When dinosaurs walked the earth

I feel a little sorry for Julia Gillard. Sure, that might seem generous towards someone who's shown enormous ruthlessness in recent weeks even by Labor's lofty standards, but part of me can't help but think she's on a pretty rough wicket. Ever since she became leader, her attempt to define and differentiate herself have been consistently undermined by blasts from the past – and literally blasts, in most cases. The campaign where our first female PM had hoped to define herself has turned into Australian politics' biggest ever reunion tour.

Gillard arrived in the job urgently needing to smooth over the leadership tensions, with most of Queensland in high dudgeon. The last thing she needed was Bob and Blanche's publicity machine to go into overdrive, with a fresh biography and a docu-drama recreating Labor's last Prime Ministerial assassination. It must have been hard to find nice things to say when she launched the book – perhaps she borrowed some of Blanche's?

Immediately afterwards came a predictably furious response from Paul Keating, which while amusing, achieved very little – the two leaders' achievements will forever be as closely linked as The Captain and Tenille's.

Now, John Howard has power-walked back onto the front page, appearing alongside his onetime protegé to revenge himself on Rudd and Gillard. And of course, he wasn't to be deterred from the now-customary Coalition swipe about her personal life, saying that Tony Abbott and his wife Margie would be ''a family effort and a family team''. After 2007, the Coalition desperately wanted to put Howard behind them, but Tony Abbott never did. And now he's calculating that nostalgia for the former Government will win him votes.

Howard's main theme the other night was that Gillard had been "an even bigger failure than her predecessor". Which was a pretty tough call, since she only held office for a few weeks before going into caretaker mode. Though she gave it a pretty good go with East Timor, the new PM barely had time to fail at anything.

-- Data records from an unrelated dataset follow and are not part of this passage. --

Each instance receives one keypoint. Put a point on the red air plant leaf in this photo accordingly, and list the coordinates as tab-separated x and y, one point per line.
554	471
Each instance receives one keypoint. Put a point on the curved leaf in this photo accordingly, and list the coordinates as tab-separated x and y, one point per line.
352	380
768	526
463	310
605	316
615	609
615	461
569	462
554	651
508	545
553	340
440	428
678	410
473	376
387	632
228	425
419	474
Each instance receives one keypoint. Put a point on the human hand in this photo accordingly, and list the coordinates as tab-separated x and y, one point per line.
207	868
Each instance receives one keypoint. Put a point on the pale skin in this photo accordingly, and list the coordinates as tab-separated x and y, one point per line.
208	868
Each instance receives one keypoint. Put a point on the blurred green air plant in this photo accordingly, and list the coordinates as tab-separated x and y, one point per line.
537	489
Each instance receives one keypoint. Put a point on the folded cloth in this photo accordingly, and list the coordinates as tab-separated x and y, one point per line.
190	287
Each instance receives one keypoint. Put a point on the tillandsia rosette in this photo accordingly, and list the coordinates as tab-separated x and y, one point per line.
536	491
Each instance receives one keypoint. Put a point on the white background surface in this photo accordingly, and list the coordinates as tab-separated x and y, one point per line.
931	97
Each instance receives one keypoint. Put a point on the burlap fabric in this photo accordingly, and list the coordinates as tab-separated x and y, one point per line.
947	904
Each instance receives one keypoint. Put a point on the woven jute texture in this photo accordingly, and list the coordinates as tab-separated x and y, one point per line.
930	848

It was yet another distraction that undermined her message, and you'd think all Julia Gillard needs now is for Fraser and Whitlam to emerge and re-contest the Dismissal.

But of course the former PM who has posed the biggest problem for Gillard has been Kevin Rudd. And I was amused that Wednesday night's appearance on Late Night Live was seen as a return to the fray, because it's not like he ever went away.

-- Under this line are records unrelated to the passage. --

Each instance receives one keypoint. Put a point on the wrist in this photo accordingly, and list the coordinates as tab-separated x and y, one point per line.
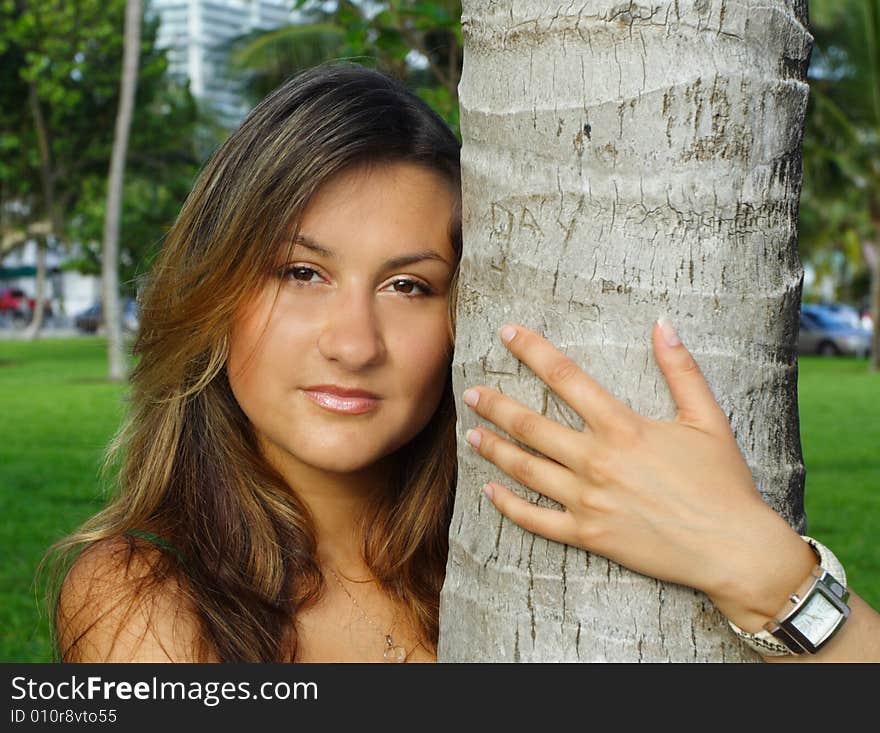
772	564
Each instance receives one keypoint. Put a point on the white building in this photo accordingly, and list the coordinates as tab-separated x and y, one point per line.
195	32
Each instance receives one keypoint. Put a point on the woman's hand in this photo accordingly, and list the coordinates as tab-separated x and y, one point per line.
673	500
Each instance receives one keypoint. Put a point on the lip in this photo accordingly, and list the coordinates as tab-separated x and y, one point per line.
342	400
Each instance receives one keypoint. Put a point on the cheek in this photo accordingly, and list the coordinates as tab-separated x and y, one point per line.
424	355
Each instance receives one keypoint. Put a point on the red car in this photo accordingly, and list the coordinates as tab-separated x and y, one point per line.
16	303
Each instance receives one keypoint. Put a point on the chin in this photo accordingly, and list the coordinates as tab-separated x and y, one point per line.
343	457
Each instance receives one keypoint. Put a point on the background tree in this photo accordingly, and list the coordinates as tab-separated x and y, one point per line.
70	54
387	34
623	161
842	149
110	268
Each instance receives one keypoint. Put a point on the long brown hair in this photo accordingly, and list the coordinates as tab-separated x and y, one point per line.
186	463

Some leaders who'd been dumped might have taken a lengthy break to lick their wounds, and the party must have been hoping he'd retire at this election. But Rudd not only immediately announced he was staying but, ever the workaholic, proceeded to hold a series of headline-grabbing meetings with the likes of Ban-Ki Moon and Hillary Clinton. Which was a pretty remarkable achievement for the Member for Griffith – it's not every day the United States conducts bilateral relations with the Brisbane suburbs.

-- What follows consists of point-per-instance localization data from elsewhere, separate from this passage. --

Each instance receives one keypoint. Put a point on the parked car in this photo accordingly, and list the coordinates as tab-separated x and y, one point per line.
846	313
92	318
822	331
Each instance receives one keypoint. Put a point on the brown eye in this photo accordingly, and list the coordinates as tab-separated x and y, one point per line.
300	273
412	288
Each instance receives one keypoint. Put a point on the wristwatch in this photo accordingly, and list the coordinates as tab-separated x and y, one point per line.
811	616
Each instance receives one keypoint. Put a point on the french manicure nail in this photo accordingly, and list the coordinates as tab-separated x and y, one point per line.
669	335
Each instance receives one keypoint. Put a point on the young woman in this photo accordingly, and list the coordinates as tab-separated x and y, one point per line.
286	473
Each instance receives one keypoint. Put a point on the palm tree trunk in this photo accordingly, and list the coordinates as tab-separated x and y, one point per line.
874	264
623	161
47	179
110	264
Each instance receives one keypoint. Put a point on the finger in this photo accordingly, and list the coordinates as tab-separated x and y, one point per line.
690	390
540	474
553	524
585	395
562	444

Rudd even attended Gillard's first Question Time as PM, sitting with agonizing stoicism on the back bench. All of which goes to show that the metaphor commonly used about leadership changes is far from appropriate in this circumstance. After you stab somebody in the back, they're not supposed to keep walking around, let alone take away your media spotlight. It's as though instead of dying in Macbeth, Banquo had hit the lecture circuit.

And now Rudd is returning to save Gillard's campaign, full of grace and Christian forgiveness. His interview with Adams was wonderfully candid – he spoke plainly and directly, and didn't use the long words and bureaucratic jargon that had become the trademark of "Kevin PM". For once, his programmatic specificity lacked detail.

Not only did Rudd seem classy and forgiving, but he took up his sword against Tony Abbott. Expect more of the same. Rudd has always been brilliant at soft media, having risen to the leadership on the back of Sunrise. In his Rove days, the ex-PM seemed like the nation's daggy-but--smart mate, the swot who scored for the cricket team, who expressed their gratitude by adopting him as their unlikely mascot.

From now, one thing is clear – Rudd's gift for snatching the spotlight will be used against Abbott, not Gillard. The idea of them campaigning together in Brisbane on Sunday is a very clever one – it will inevitably pull coverage away from the Liberal campaign launch, and frustrate Abbott's cheeky attempt to stick up for the former Prime Minister for whose scalp he can take the lion's share of the credit.

Rudd's re-emergence as saviour will probably also stop the leaks if, as seems almost certain, the source is a loyalist. They won't want to stop their man's heroic rescue mission. And if he can pull it off, even the "machine men" who dumped him will be begrudgingly grateful.

If Rudd's time in the wilderness has rendered him of a holy man instead of a holier-than-thou man, then both he and Labor will benefit in the long term. And who knows – if he sticks around long enough and Labor's fortunes suffer the inevitable cyclical decline, the party may once again turn to the leader who set all those popularity records.

In the meantime, I have no doubt that the St Kevin 10 t-shirts are already on order, and if he can win back Queensland for her, even Julia Gillard will happily wear one.